Este domingo en el noticiero el presidente de la Central de Trabajadores de Cuba anunciaba un 1ro de mayo donde se evidencie la “inventiva creadora” de nuestro pueblo. Sus palabras iban acompañadas por las conocidas imágenes de miles de personas desfilando en una Plaza llena de carteles, banderas y pullovers multicolores. Al ver tanta exuberancia, volvió mi vieja duda de dónde se confeccionan todos esos elementos vistosos que resplandecen bajo el sol de mayo.
Si nos guiáramos por las palabras de Salvador Valdés Mesa, se trataría de la iniciativa ciudadana la que diseña, pinta y colorea los posters y las ropas. Sin embargo, todos sabemos que no es posible comprar en pesos cubanos –la moneda en la que se reciben los salarios- ni una bandera cubana, ni pintura de aceite o acrílica y mucho menos camisetas o gorras. Tampoco se puede adquirir legalmente una impresora para lograr las letras perfectas que exhiben los afiches de las movilizaciones. ¿De dónde, entonces, salen los carteles que pretenden ser fruto de la espontaneidad popular?

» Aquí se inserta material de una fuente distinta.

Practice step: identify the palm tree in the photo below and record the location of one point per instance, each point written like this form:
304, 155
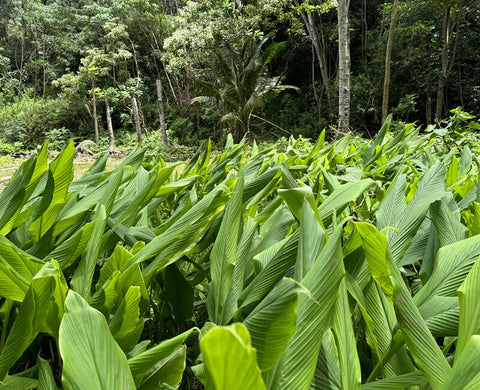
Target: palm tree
241, 82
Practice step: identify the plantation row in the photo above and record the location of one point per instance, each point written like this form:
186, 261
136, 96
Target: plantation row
335, 266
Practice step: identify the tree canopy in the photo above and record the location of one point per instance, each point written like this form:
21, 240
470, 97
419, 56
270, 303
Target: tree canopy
63, 62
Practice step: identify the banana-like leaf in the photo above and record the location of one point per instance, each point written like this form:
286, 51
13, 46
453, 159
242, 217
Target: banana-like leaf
167, 372
224, 254
466, 369
340, 198
298, 362
468, 294
144, 365
272, 322
431, 188
46, 381
89, 352
421, 343
311, 241
349, 362
399, 382
31, 317
62, 173
230, 360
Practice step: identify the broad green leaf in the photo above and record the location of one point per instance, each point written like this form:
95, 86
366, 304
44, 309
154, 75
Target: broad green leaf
272, 322
340, 198
167, 372
230, 360
224, 254
89, 352
421, 343
298, 362
62, 173
179, 293
349, 362
126, 324
466, 368
30, 319
145, 364
431, 188
311, 241
46, 381
399, 382
468, 294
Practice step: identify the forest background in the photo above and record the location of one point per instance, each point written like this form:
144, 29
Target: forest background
181, 72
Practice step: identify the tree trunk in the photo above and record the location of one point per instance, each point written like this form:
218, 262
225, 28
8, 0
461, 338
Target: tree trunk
442, 80
136, 119
388, 60
319, 50
111, 137
343, 68
161, 113
428, 106
95, 119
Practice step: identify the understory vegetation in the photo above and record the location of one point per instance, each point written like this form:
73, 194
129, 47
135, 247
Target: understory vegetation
335, 265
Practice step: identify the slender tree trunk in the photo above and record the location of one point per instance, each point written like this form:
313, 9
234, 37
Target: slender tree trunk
319, 50
442, 80
95, 119
161, 113
343, 68
111, 137
136, 119
428, 106
388, 60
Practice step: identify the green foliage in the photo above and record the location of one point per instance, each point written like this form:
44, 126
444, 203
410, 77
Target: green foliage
58, 138
344, 264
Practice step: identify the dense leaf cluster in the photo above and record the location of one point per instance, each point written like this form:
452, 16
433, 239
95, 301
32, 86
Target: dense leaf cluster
334, 265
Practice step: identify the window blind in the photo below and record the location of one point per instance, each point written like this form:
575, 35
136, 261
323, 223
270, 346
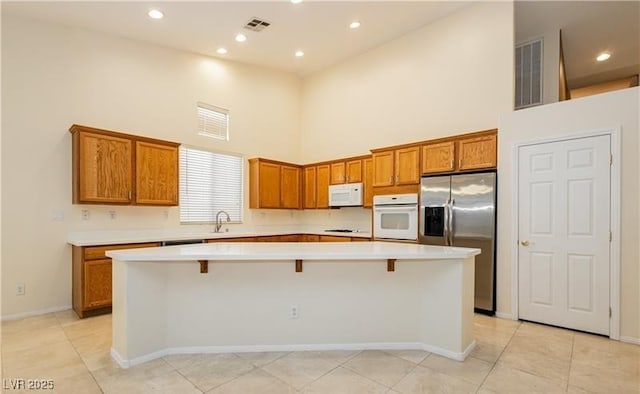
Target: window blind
209, 182
213, 121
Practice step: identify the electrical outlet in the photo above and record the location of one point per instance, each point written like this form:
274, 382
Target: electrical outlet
294, 312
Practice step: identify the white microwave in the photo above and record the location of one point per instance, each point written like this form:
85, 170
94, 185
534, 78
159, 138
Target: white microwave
346, 195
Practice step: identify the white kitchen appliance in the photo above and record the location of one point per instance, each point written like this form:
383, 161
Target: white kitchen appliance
395, 216
345, 195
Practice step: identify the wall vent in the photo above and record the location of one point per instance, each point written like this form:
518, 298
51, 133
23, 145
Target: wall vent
257, 24
528, 74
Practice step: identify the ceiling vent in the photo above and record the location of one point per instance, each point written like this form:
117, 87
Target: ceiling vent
257, 24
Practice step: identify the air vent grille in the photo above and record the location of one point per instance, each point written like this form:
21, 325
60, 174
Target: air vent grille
528, 74
257, 24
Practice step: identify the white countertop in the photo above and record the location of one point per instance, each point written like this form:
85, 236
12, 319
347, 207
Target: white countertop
112, 237
293, 251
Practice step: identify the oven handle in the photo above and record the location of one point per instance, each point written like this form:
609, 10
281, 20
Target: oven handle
450, 224
446, 223
395, 208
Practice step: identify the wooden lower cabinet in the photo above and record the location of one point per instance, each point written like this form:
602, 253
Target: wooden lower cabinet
309, 238
333, 238
241, 239
97, 283
91, 277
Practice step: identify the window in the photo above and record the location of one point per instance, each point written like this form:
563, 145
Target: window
209, 182
213, 121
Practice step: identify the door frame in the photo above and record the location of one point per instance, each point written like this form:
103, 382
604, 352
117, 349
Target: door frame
614, 218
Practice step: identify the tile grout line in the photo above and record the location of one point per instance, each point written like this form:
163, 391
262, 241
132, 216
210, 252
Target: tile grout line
331, 370
495, 363
389, 388
573, 344
78, 353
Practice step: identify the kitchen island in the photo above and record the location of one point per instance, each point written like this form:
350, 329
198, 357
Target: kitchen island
248, 297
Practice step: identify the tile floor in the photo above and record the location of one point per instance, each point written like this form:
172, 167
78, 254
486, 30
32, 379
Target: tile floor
511, 357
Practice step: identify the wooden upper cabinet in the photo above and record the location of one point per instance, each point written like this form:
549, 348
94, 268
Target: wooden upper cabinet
322, 186
439, 157
156, 174
477, 152
309, 182
367, 198
407, 166
102, 168
117, 168
353, 171
274, 184
290, 187
264, 184
383, 168
337, 173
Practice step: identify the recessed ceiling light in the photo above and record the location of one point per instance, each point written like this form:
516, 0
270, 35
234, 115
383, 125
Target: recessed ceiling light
155, 14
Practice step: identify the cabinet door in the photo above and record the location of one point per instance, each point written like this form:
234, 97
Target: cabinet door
103, 169
438, 157
354, 171
322, 190
269, 185
337, 173
383, 168
368, 183
408, 166
290, 238
97, 283
309, 187
156, 174
479, 152
290, 187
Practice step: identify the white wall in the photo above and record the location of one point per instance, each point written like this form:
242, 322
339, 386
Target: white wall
599, 112
54, 76
450, 77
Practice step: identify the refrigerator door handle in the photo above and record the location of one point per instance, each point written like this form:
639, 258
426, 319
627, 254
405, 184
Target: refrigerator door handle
450, 223
446, 223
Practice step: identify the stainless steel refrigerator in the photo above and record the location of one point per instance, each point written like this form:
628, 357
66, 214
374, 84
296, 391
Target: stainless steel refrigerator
460, 210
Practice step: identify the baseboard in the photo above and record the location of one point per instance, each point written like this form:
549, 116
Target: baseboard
291, 348
17, 316
630, 340
503, 315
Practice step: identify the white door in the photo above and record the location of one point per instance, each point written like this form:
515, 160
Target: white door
564, 227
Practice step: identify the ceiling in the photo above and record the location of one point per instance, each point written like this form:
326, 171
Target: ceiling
319, 28
588, 28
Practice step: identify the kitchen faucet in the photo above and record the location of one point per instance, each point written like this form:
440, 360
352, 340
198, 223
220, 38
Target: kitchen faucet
219, 222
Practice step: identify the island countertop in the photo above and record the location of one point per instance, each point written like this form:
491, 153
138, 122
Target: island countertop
110, 237
294, 251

Conozco la respuesta y sepan que poco tiene del arrojo de un obrero que escribe sus demandas en un lienzo. Tampoco se parece a la decisión de un sindicato autónomo que organiza pancartas para que sus miembros exijan mejoras laborales. La mayoría de esos letreros son orientados y diseñados por aquellos que los miran “embelesados” desde la tribuna. Ellos saben que si dejan a los trabajadores –por sí solos- que hagan los carteles, probablemente dirían otras cosas.
Yoani Sánchez
Da dove vengono i cartelli?
Questa domenica, durante il notiziario, il presidente della Centrale dei Lavoratori di Cuba annunciava un Primo Maggio che mettesse in mostra la “fantasia creatrice” del nostro popolo. Le sue parole erano accompagnate dalle note immagini di migliaia di persone che sfilavano in una piazza piena di cartelli, bandiere e magliette multicolori. Nel vedere tanta esuberanza, sono tornati i miei vecchi dubbi su dove vengono confezionati tutti questi elementi vistosi che risplendono sotto il sole di maggio.
Se diamo retta alle parole di Salvador Valdés Mesa, sarebbero cittadini volontari che disegnano, pitturano e colorano poster e vestiti. Senza dubbio, tutti sappiamo che non è possibile comprare in pesos cubani - la moneta con la quale si riscuotono i salari - né una bandiera cubana, né pittura a olio o acrilica e ancora meno camicette o cappelli. Neppure si può acquistare legalmente una stampante per comporre le lettere perfette che esibiscono i manifesti della mobilitazione. Da dove vengono, quindi, i cartelli che pretendono essere frutto della spontaneità popolare?
Conosco la risposta e sappiate che non è per niente vicina allo slancio di un operaio che scrive le sue domande su una tela. Neppure somiglia alla decisione di un sindacato autonomo che organizza striscioni perché i suoi membri esigano migliori orari di lavoro. La maggioranza di questi cartelli sono orientati e disegnati da quelli che li ammirano “incantati” dalla tribuna. Essi sanno bene che se lasciassero fare davvero i cartelli ai lavoratori, probabilmente direbbero altre cose.